Six years ago, we wrote about
Andy Kessler's fascinating book, The End of Medicine
, which got me to totally rethink how nearly every society approaches healthcare today. Even though the book is years old, I recommend it frequently. The key issue is that we still tend to treat healthcare as something driven by two key industries: pharmaceuticals and insurance. However, the book is based around the idea that, in pretty much every other industry, technology tends to (1) get better and (2) get cheaper. But that doesn't happen much with healthcare -- and that's because it's all about insurance and drugs. That means it's really about treating the symptoms, rather than actually trying to prevent problems.
One story in the book that has stuck with me is the description of a possible home-based heart scanner. The argument was that we really aren't that far off from being able to wake up in the morning, walk into the bathroom and scan your body
, such that your computer (or phone?) would immediately pop up a 3D scan of key internal organs, such as your heart, allowing you to see if everything's okay. No waiting for chest pains before you get your heart checked out. Why not check out your heart every single day, and have the 3D model immediately available?
We're not quite there yet, but a few months ago, I was introduced to Dr. Fabien Beckers and his co-founders of the fascinating startup Morpheus Medical
-- and when he described the product they were working on, which some have called "a Google Earth for cardiologists"
, I immediately recalled that product from Kessler's predictions. Morpheus is building an amazing product, where a simple heart scan creates a 3D model of the heart non-invasively
and shows flows and pressure. Morpheus doesn't go quite as far as the example in Kessler's book yet, but this is a serious team and the existing product looks amazing. You can read a bit more about the offering
here. Among the key features is the fact that they can just use data from a quick MRI to build this 3D model and show all sorts of useful data to doctors at a fraction the cost of what's out there today. A product that is cheaper, faster, better and
can help keep people healthy? It seems amazing.
The team leading the company really is a bunch of all-stars. Dr. Beckers has run a series of companies, often driven by the ability to use technology to advance social good. For example, before Morpheus, he built and ran a company called Kameleon Technologies -- which was initially built off the idea of helping design a better guidance system for the blind. That technology then expanded to be useful in the consumer space, using the same concept to create interactive billboards for advertising purposes, called Mobizone. And, oh yeah, he has a PhD in quantum mechanics from Cambridge University -- hence the "Dr." title. The rest of the team is equally talented. The origin of the company came from a meeting between Dr. Beckers and John Axerio-Cilies, who was working on a PhD in fluid dynamics at Stanford. Add to that Albert Hsiao who has a PhD in bioengineering, and Shreyas Vasanawala, an associate professor at Stanford whose own works is focused on pediatric MRIs, and it's a monster team of innovators building an offering that I hope drives the healthcare revolution in the direction that Kessler described in his book.

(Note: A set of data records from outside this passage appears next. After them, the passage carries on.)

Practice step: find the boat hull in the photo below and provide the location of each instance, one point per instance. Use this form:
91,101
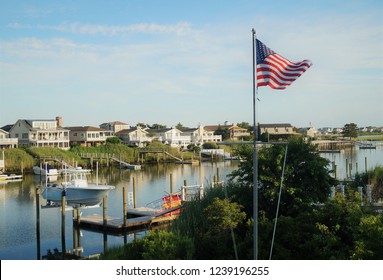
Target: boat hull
83,196
41,171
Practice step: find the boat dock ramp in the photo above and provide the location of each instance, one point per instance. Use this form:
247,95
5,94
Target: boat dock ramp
143,218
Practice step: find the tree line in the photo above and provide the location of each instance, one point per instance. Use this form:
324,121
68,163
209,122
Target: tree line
310,224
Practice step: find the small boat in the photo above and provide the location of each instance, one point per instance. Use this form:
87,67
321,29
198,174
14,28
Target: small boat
172,201
77,192
45,170
75,170
130,166
4,178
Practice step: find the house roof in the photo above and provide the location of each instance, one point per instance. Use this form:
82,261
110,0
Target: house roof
275,125
115,123
7,127
85,128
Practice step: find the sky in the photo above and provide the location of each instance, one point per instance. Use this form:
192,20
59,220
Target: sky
190,62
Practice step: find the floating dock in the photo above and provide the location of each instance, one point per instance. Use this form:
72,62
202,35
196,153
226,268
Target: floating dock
140,218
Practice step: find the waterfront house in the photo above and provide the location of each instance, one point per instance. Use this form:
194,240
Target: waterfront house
234,132
134,136
278,129
40,133
6,142
170,136
201,135
310,132
88,136
115,126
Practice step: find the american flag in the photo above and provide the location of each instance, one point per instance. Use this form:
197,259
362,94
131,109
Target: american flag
276,71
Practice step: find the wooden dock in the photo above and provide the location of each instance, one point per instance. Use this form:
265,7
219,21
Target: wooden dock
142,218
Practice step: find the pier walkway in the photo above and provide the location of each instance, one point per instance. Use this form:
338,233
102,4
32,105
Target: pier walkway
144,217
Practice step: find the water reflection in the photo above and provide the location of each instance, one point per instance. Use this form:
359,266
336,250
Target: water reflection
30,231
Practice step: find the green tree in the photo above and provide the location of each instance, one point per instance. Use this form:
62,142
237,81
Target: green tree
113,140
158,126
180,126
350,130
209,145
225,133
306,179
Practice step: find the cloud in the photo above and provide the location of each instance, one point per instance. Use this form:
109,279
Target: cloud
180,28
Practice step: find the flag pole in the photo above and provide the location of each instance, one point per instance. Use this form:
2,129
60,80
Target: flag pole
255,159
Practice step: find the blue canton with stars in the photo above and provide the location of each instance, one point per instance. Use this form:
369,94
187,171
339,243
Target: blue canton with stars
262,51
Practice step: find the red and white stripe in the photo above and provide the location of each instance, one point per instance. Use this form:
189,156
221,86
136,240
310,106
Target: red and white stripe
278,72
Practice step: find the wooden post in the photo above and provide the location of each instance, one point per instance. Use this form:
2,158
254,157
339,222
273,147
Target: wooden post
124,204
335,170
104,213
134,192
63,204
78,216
171,183
185,190
346,168
38,223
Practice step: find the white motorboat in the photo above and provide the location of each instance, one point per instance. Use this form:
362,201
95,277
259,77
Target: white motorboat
45,170
74,170
77,192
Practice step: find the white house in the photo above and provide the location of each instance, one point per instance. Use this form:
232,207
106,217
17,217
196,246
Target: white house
115,126
134,136
40,133
88,136
6,142
170,136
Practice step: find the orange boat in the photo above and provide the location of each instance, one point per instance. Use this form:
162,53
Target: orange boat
171,201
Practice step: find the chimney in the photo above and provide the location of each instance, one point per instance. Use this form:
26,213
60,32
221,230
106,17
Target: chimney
59,121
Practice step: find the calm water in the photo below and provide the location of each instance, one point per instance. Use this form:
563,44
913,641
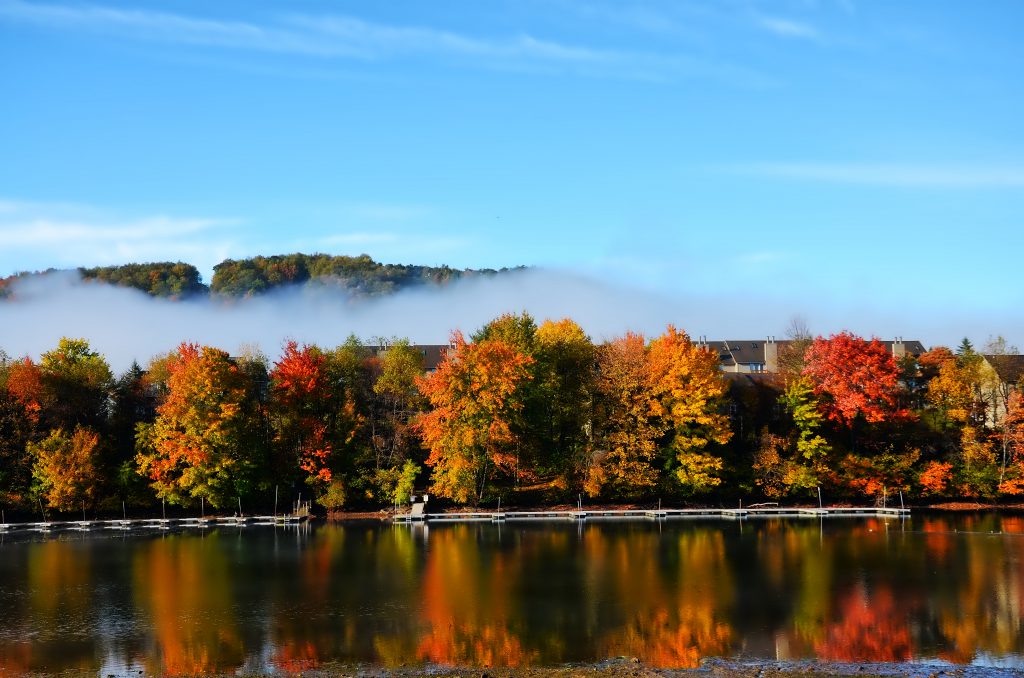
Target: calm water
287,599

It will not surprise some that the biggest roadblocks the company may face are regulatory, rather than technological. But the amazing thing is that the biggest one may be immigration regulations
. You see, Beckers, who put the company together and has been instrumental in building it up, is not an American citizen, and due to our immigration policies, there's a very real chance he can't get a visa
to stay in the US. Is this really the sort of thing that the US wants to be known for? Kicking out pioneering innovators like Dr. Beckers as he seeks to build a company that can really drive the healthcare market forward would be a massive loss to the US and the public at large, especially if it leads to difficulty in keeping the company going. I know the experience first hand, having tried to start a company many years ago, where my partner couldn't get the appropriate visa, leaving us unable to proceed.
Years after reading that Kessler book and imagining a world where we might finally focus on using technology to really solve healthcare problems outside of the pharma industry, I'm hopeful that we may finally be near such a world. Hopefully our short-sighted immigration policies let that kind of innovation move forward (and move forward here in the US).